Still, the general technical skills Data Scientists mostly need to possess can be broken up into three categories:
- To collect and store data with databases, Excel, and querying languages such as XML and SQL
- To analyze and model data sets using such tools as Python, R, Hadoop, and Spark
- To create engaging and insightful visualizations using tools including Tableau and PowerBL
Although it’s true that not every Data Scientist needs to possess a mastery of all aspects of the role, these skills and competencies are near-universally desired.
In fact, Michael Li, a Data Scientist who has worked at Google and Foursquare, lamented that too many of the people who call themselves Data Scientists are really “clickers,” comfortable only with point-and-click tools for data analysis and visualization.
“It’s time to hire Data Scientists who can code with more powerful tools, like R, Python, and TensorFlow,” Li wrote. “And companies should consider training their existing workforces in data science and AI skills in order to teach clickers some of the skills they’ll need to become coders.”
Still, it’s important not to overlook the value of less technical skills like creativity, critical thinking and business sense.
Sara Vera, Data Scientist at Insightly, suggests that the best approach is to hire for Data Science talent and send your employees for additional training programs as needed.

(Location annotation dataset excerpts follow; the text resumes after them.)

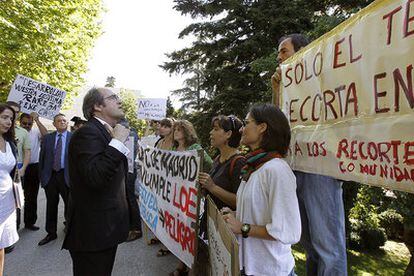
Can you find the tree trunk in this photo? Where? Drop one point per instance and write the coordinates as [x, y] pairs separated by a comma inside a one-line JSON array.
[[409, 242]]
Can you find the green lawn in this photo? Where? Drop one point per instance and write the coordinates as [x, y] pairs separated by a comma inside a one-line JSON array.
[[391, 259]]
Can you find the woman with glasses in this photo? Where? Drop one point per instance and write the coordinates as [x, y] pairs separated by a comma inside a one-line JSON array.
[[8, 151], [166, 142], [267, 220], [186, 139], [224, 178]]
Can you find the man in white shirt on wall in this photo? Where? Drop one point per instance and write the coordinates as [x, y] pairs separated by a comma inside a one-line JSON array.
[[31, 177]]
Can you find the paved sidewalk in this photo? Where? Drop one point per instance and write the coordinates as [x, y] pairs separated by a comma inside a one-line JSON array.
[[133, 258]]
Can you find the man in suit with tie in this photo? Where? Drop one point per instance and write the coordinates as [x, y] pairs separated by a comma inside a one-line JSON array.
[[98, 208], [54, 174]]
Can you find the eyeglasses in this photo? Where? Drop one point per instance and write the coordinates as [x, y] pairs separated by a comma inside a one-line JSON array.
[[246, 122], [114, 97], [233, 122]]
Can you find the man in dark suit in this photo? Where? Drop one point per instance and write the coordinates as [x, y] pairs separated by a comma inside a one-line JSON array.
[[98, 212], [54, 173]]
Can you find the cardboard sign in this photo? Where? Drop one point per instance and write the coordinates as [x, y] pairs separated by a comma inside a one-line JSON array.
[[34, 96], [349, 98], [223, 245], [152, 109], [168, 198]]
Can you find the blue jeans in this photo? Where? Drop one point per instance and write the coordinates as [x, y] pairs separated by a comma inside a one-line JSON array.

“Analytical thinking and communication skills are harder to teach than SQL, Python, and R,” she wrote. “The added benefit of training for tech skills is that you create an environment where mentorship is really strong, which creates a more cohesive team. The best candidates will want to always be learning from each other anyway.”
Offer Competitive Salaries
Finally, it’s worth noting that specialists as in-demand as Data Scientists do not come cheap; Glassdoor lists the average Data Scientist salary in the U.S. at $139,840 per year.
After this long process, be sure not to lose your prized candidate over a lowball salary offer. Remember: he or she likely has options.